AntPool Mines 7 Consecutive Blocks, Raising Centralization Concerns

AntPool's mining of seven consecutive blocks has reignited fears about centralization in Bitcoin mining, with the pool and Foundry USA controlling over 50% of Bitcoin's hashrate.
AntPool Mines 7 Consecutive Blocks, Raising Centralization Concerns

Key Takeaways

  • AntPool has mined seven consecutive blocks, sparking centralization concerns.
  • AntPool and Foundry USA together control over 50% of Bitcoin's hashrate.
  • Recent regulatory scrutiny and energy consumption concerns are adding pressure on Bitcoin miners.

Concerns about Bitcoin mining centralization have resurfaced following AntPool’s remarkable feat of mining seven consecutive blocks.

On May 17, between block heights 843,893 and 843,904, AntPool confirmed over 20,000 transactions in just one hour and thirty-eight minutes, earning 23 BTC—21.875 BTC in mining rewards and 1.283 BTC in fees.

This event has drawn attention to the dominance of major mining pools like AntPool and Foundry USA, which together control over 50% of Bitcoin’s hashrate.

Such concentration of power raises alarms about the potential threats to Bitcoin’s decentralized nature. Foundry USA mined the block before AntPool’s streak and the two blocks immediately after, resulting in ten consecutive blocks mined by these two pools in a single day.

Risks posed by large mining pools

Bitcoin developer Luke Dashjr has long warned about the risks posed by large mining pools.

He argues that centralization could lead to censorship and control issues.
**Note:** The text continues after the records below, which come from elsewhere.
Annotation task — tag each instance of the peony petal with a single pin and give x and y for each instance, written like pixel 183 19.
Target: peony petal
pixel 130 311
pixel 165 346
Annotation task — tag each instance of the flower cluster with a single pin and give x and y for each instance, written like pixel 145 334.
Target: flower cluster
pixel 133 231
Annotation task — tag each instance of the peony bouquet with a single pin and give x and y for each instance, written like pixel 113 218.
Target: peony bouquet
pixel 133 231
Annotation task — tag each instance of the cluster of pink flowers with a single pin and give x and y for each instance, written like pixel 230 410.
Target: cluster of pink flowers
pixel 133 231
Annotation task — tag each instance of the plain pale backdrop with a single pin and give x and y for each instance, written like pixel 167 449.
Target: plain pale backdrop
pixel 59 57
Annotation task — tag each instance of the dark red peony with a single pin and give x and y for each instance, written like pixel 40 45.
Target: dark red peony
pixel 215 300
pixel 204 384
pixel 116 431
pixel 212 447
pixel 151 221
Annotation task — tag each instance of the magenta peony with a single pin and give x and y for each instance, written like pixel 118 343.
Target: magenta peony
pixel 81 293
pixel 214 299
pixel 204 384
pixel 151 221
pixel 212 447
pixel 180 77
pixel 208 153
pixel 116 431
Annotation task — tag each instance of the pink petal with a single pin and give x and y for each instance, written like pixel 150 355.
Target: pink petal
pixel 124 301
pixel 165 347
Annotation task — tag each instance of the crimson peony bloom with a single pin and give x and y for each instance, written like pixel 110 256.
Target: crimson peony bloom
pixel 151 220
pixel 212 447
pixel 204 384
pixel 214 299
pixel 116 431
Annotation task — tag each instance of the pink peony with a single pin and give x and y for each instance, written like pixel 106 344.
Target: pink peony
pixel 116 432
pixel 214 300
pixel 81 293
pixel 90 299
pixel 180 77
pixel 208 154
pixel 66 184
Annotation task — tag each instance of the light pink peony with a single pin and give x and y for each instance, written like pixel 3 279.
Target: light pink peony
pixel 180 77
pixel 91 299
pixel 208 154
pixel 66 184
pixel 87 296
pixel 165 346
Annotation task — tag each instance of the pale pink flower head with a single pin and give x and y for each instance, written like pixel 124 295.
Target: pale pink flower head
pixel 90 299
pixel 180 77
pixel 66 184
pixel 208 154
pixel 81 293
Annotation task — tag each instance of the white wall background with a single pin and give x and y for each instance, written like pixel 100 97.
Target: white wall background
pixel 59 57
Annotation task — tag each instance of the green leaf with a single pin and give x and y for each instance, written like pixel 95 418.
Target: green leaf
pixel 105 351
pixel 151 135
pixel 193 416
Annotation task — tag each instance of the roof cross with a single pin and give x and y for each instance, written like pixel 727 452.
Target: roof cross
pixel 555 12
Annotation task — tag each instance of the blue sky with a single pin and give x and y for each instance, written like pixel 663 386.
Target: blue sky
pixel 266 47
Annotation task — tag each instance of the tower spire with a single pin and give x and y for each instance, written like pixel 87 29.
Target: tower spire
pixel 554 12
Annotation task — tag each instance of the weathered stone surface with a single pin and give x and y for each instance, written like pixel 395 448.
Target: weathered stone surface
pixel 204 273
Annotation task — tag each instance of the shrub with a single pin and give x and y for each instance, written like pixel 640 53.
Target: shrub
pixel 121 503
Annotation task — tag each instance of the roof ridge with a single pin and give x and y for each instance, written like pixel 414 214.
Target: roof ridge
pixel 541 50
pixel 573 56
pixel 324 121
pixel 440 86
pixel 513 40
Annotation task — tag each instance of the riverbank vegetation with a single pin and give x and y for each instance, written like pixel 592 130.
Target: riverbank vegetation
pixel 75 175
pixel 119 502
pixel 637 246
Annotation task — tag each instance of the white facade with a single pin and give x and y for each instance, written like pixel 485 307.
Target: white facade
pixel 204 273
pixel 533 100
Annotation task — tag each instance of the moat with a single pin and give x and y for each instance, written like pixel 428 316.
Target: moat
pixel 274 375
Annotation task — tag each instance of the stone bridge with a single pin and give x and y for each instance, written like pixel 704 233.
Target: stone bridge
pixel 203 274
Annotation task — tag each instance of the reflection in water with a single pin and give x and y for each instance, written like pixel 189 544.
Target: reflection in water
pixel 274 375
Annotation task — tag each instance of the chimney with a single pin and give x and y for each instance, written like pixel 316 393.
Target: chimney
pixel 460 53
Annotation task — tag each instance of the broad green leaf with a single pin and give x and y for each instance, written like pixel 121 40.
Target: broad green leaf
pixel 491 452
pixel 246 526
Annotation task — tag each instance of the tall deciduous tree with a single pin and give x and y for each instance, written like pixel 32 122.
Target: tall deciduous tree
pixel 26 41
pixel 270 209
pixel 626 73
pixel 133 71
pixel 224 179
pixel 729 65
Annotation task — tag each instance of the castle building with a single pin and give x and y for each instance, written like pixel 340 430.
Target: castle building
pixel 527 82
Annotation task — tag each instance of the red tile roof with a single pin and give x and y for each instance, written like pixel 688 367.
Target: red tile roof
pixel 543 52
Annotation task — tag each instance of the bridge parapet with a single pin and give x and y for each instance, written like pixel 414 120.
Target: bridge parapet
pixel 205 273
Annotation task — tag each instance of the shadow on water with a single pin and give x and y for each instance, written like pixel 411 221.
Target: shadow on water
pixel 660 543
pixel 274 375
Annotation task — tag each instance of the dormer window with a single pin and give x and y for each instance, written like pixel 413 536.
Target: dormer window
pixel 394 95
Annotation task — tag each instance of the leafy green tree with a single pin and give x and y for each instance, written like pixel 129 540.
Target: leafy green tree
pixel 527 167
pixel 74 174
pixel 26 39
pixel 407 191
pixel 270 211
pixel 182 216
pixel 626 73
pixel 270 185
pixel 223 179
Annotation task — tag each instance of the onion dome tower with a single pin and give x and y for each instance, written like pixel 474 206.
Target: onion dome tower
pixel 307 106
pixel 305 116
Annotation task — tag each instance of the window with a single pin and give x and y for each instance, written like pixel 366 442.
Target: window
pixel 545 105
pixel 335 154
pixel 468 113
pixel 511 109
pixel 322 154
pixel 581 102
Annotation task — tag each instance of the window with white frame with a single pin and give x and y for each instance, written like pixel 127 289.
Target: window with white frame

Similarly, crypto analyst TOBTC remarked:

This centralization trend, driven by economies of scale, allows these pools to censor transactions, as seen with F2Pool’s compliance with OFAC sanctions. Such power concentration poses an existential threat to Bitcoin’s decentralized nature and its foundational principle of trustlessness.

The dominance of large pools is largely due to economic realities that make it difficult for smaller miners to compete.

JPMorgan noted that the current hashrate and power consumption have pushed the average mining cost to about $45,000.

Recent regulatory scrutiny further intensifies the pressure on Bitcoin miners.

In the US, President Joe Biden ordered Chinese-backed MineOne Partners Ltd. to halt the construction of a Bitcoin mine in Wyoming and sell the property.

Other countries are also addressing energy consumption concerns, with Venezuelan authorities planning to disconnect crypto mining farms from their energy grid and the Norwegian government focusing on regulating data centers and curbing energy use for Bitcoin mining.